Non sembrano preoccuparsene più di tanto. “Siamo i custodi della montagna, dei suoi boschi e della sua acqua” ripetono più volte. “Questa acqua non appartiene neppure a noi, come potrebbe essere data ai privati?”. Applaudono i bambini della scuola elementare che cominciano a impararlo, applaudono gli anziani che lo hanno sempre saputo. “Abbiamo deciso la gestione in economia e quando lo abbiamo detto all’Ato hanno detto che siamo talebani, ma i talebani sono quelli che continuano a volere la privatizzazione dell’acqua” dice il vice-Sindaco di Montecupiolo. Dopo due mandati da Sindaco, alle ultime elezioni non ha potuto ricandidarsi e gli è succeduto il suo storico compagno di lotte.
Che a tavola mi racconta : “Quando ho vinto le elezioni, la prima visita che ho ricevuto è stata quella dei dirigenti bolognesi di Hera. Mi hanno detto che siccome il Sindaco non era più quello precedente, forse si poteva cominciare a ragionare. Allora gli ho presentato il vice-Sindaco. La riunione si è chiusa lì”.

L’assemblea continua. Un anziano dice : “Anche gli animali di montagna hanno bisogno dell’acqua. Non possono mica andare a bere alla diga o dalle bottiglie del supermercato”. Un altro è lapidario “Non devono vergognarsi, devono arcivergognarsi!”.

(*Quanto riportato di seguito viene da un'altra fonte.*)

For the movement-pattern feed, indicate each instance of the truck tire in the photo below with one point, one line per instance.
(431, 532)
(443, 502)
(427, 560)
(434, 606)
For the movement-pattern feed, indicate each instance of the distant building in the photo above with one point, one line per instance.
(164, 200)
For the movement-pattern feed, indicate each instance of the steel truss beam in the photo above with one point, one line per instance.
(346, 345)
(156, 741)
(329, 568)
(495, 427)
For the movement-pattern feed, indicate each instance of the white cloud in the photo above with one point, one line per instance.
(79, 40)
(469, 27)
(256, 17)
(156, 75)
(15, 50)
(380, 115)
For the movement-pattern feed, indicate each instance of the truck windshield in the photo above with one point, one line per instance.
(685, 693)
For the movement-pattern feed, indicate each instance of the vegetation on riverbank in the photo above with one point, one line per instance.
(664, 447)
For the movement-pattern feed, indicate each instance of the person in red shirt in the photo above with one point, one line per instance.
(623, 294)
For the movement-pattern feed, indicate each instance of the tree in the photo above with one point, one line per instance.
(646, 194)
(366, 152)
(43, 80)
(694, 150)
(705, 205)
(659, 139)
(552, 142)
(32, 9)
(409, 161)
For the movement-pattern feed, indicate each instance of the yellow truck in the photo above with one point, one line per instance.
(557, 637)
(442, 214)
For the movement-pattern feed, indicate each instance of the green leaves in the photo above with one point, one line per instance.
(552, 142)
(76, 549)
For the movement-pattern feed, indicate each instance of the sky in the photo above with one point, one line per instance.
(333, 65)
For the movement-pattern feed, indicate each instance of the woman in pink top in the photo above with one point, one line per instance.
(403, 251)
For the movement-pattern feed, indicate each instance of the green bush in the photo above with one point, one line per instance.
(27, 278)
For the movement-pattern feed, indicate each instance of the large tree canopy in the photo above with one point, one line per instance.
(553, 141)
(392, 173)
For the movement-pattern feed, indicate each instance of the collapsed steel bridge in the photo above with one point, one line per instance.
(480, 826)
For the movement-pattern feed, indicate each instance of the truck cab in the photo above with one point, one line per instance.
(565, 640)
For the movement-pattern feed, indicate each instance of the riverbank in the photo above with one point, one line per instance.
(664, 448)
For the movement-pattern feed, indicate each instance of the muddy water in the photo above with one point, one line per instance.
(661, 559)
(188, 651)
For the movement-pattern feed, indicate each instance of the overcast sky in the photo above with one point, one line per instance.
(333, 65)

Non sono più i tempi in cui chi vive sulla montagna non sa cosa succede fuori. Ed eccone un altro : “Ho letto che vorrebbero fare un partito democratico. Ma quando renderanno democratiche le istituzioni?”. E ancora :”Sono venuti quelli dell’Ato, ci hanno detto che la gestione pubblico-privato è efficiente, permette gli investimenti. Gli abbiamo detto che la nostra gestione è efficiente e la tariffa molto bassa.
Hanno insistito. Gli abbiamo detto : se vi diciamo che non abbiamo il problema, perché continuate a cercare di convincerci di averlo?”. La sala applaude. Una comunità intera che fa del riconoscimento dei beni comuni il proprio elemento fondativo. E che se anche sfiora qualche eccesso di localismo, subito si riprende. Come dimostra il fatto che hanno voluto il mio intervento per collegarsi alla campagna nazionale.
Come dichiara il vice-Sindaco di Montecupiolo : “ Nei nostri Comuni ci sono 1070 elettori. A Bersani promettiamo che raccoglieremo 1070 firme per la legge d’iniziativa popolare!”

I Consiglieri Comunali si alzano in piedi e applaudono la gente “Perché riconosciamo che siete più avanti di noi”. Poi arriva l’atto formale della deliberazione. Si approva la difesa dell’acqua, l’inserimento negli statuti comunali dell’acqua come diritto umano, l’adesione alla legge d’iniziativa popolare”.

Riparto per Ancona, dove si terrà la riunione regionale dei Comitati per l’acqua. Penso che un giorno Hera tornerà ad essere tempo imperfetto del verbo essere. Sono contento.